Spark works with two different stages, transformations
and executions
.
The first part of your code are all transformations, you are telling s your Spark Driver to analyse the transformation and make sure your transformations will work. But will not execute anything until you call an execution step.
What is an execution step? Is anything that will throw an output, like a show()
that will show the data in the screen, or a write()

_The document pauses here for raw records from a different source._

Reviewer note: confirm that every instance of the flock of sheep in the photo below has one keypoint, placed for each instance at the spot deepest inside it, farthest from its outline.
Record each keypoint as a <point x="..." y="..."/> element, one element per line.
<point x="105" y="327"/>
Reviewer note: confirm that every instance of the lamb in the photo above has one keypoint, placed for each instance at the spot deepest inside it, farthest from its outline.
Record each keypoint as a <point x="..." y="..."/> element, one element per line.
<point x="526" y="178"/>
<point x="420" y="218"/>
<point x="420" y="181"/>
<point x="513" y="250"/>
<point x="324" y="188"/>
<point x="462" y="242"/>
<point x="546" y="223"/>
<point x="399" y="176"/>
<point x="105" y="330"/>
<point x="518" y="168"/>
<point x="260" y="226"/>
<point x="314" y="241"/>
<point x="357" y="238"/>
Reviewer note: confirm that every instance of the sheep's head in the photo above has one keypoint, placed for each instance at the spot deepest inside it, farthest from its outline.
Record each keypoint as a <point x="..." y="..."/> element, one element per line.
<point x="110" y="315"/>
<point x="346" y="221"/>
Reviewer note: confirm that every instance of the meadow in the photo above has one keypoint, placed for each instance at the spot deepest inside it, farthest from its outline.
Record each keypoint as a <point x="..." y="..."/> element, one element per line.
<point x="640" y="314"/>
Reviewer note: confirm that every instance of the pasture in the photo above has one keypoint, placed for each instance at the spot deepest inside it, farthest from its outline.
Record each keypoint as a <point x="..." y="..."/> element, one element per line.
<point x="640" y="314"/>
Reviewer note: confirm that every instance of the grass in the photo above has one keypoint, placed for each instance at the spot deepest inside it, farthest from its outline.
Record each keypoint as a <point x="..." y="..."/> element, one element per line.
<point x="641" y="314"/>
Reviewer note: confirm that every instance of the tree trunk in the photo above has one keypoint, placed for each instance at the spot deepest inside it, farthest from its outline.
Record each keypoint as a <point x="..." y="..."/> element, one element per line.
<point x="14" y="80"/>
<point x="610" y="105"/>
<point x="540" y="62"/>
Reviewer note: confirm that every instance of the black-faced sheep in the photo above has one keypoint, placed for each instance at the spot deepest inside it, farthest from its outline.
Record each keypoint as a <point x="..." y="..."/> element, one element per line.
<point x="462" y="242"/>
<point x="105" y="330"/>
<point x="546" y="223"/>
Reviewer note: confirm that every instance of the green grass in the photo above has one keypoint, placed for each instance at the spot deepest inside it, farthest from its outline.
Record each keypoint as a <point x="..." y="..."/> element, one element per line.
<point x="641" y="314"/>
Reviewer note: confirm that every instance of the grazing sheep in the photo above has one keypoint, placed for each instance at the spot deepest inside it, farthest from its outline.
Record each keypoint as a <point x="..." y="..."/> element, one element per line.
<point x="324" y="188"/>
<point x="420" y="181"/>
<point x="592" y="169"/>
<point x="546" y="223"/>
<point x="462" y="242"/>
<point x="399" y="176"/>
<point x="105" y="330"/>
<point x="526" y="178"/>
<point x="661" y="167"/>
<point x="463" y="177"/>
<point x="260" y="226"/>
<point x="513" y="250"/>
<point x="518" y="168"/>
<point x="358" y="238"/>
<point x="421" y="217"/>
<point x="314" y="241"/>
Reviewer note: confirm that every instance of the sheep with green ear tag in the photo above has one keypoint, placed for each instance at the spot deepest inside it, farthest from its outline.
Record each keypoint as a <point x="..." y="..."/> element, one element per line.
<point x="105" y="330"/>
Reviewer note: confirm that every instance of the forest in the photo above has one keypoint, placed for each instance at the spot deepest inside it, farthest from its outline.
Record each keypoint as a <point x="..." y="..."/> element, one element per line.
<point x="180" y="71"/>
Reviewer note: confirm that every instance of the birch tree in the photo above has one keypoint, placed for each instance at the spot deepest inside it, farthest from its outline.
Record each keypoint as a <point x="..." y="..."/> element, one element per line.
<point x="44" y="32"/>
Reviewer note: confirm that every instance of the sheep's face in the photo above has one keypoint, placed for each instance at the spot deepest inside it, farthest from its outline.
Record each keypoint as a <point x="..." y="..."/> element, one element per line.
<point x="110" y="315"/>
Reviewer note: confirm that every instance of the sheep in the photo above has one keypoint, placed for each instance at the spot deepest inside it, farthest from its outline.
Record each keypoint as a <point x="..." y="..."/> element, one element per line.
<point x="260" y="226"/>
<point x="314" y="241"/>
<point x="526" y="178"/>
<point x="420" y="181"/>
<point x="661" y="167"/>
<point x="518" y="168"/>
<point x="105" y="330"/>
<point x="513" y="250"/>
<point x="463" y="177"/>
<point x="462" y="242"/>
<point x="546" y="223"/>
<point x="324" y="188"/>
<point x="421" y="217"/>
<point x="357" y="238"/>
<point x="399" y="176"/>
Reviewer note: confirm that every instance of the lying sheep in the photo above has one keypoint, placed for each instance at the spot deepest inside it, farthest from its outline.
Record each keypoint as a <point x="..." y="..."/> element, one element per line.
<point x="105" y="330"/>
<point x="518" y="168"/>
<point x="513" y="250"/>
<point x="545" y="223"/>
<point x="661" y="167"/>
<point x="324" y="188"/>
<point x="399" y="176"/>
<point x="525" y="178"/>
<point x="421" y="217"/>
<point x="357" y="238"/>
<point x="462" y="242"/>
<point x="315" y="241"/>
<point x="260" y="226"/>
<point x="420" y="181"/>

that will write output files.
Your problem was, once you do the transformation that runs in your local driver, no need to send to any cluster. Once you do an execution step it should send the commands to your spark cluster. Because you are running locally, there is no cluster to send. So to avoid this problem you should add the env variable:
$ export SPARK_LOCAL_IP="127.0.0.1"
$ spark-shell
That you will tell to your application that you are running locally and you don't have any cluster to send the transformation.